In a joint statement, the leaders said all highly-enriched uranium and separated plutonium will be removed from the Fast Critical Assembly at the Japan Atomic Energy Agency.
"The material will be transported to the United States for conversion into proliferation-resistant forms," said U.S. Energy Secretary Ernest Moniz Monday in the Netherlands. He called the agreement a "very significant security pledge."
Japan's special nuclear adviser Yosuke Isozaki said removing the nuclear material will help lessen the risk of nuclear terrorism, a focus of the summit.

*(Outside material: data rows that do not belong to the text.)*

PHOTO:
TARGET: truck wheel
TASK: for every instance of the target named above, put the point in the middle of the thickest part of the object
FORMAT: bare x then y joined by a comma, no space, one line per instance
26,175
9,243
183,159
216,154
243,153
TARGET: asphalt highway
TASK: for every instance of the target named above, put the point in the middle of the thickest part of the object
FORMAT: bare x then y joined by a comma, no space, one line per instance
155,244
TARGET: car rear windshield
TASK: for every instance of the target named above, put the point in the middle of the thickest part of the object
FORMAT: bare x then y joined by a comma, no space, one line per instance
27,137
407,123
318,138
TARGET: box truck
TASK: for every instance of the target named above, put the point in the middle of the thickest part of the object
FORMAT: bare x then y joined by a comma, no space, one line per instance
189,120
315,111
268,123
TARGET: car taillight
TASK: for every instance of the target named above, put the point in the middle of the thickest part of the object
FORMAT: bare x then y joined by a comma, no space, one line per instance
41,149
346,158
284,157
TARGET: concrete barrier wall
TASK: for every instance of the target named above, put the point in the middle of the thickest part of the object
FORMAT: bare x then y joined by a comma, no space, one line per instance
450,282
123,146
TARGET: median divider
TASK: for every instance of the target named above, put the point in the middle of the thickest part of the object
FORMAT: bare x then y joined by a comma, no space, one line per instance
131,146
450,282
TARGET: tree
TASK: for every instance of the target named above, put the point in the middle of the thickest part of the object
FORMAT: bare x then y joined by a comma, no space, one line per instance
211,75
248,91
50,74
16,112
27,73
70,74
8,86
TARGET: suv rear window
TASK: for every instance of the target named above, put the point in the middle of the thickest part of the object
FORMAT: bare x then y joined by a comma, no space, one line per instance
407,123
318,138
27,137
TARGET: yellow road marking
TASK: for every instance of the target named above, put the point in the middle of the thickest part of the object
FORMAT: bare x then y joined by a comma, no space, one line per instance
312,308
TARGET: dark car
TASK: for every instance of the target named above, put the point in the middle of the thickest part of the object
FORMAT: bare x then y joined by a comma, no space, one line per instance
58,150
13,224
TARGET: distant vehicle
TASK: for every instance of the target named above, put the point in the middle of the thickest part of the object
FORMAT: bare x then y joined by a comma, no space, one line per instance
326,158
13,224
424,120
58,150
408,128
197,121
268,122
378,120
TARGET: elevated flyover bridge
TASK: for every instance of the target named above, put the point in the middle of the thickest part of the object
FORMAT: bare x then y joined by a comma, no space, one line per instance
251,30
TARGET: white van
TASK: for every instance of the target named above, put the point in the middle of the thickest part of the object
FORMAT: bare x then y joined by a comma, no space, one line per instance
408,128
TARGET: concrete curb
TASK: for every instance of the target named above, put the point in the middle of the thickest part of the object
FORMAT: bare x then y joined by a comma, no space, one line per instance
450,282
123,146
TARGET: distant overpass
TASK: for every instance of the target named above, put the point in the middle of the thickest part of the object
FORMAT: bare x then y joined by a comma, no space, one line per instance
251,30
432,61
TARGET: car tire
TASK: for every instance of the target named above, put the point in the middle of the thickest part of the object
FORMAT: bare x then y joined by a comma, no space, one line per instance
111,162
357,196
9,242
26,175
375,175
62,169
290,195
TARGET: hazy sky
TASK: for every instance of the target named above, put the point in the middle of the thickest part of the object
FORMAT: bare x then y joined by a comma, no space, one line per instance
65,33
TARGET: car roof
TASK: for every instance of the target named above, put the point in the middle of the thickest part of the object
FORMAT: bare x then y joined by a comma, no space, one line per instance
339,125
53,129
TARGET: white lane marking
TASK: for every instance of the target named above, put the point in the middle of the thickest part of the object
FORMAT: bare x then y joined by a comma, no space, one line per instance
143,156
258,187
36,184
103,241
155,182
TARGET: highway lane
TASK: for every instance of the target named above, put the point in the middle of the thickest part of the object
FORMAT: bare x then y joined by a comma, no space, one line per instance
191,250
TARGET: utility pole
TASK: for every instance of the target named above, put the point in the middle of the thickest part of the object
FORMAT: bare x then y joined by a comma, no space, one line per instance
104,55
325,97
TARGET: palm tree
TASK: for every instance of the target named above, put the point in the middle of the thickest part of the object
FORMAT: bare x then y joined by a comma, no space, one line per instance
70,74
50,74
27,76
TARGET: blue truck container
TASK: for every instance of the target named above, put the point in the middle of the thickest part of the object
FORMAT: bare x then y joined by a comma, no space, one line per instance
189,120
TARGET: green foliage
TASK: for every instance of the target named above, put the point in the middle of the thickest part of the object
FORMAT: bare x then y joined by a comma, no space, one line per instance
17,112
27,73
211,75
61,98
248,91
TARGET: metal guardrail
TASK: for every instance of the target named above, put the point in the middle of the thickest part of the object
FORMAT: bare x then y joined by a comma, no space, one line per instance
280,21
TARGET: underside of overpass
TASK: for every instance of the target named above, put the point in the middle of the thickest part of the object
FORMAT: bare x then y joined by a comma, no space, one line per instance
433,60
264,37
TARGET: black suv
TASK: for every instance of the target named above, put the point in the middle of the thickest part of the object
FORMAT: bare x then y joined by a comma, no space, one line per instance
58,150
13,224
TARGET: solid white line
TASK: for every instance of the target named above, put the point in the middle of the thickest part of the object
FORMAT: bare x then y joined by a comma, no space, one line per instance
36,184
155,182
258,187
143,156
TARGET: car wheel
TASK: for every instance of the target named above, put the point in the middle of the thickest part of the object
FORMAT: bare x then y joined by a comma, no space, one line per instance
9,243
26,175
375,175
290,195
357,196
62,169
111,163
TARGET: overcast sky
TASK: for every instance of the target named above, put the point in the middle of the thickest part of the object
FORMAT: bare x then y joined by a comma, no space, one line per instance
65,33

Japan received the nuclear material from the U.S. for research during the 1960s and is reported to have more than 300 kilograms of mostly weapons-grade plutonium.
The meeting in the Hague brings together delegations from 53 countries to discuss reducing and securing nuclear supplies.
Also Monday, officials said Italy and Belgium have transferred highly enriched uranium and plutonium to the United States. Italy reportedly removed some 20 kilograms of nuclear material, while Belgium is said to have turned over a "significant amount."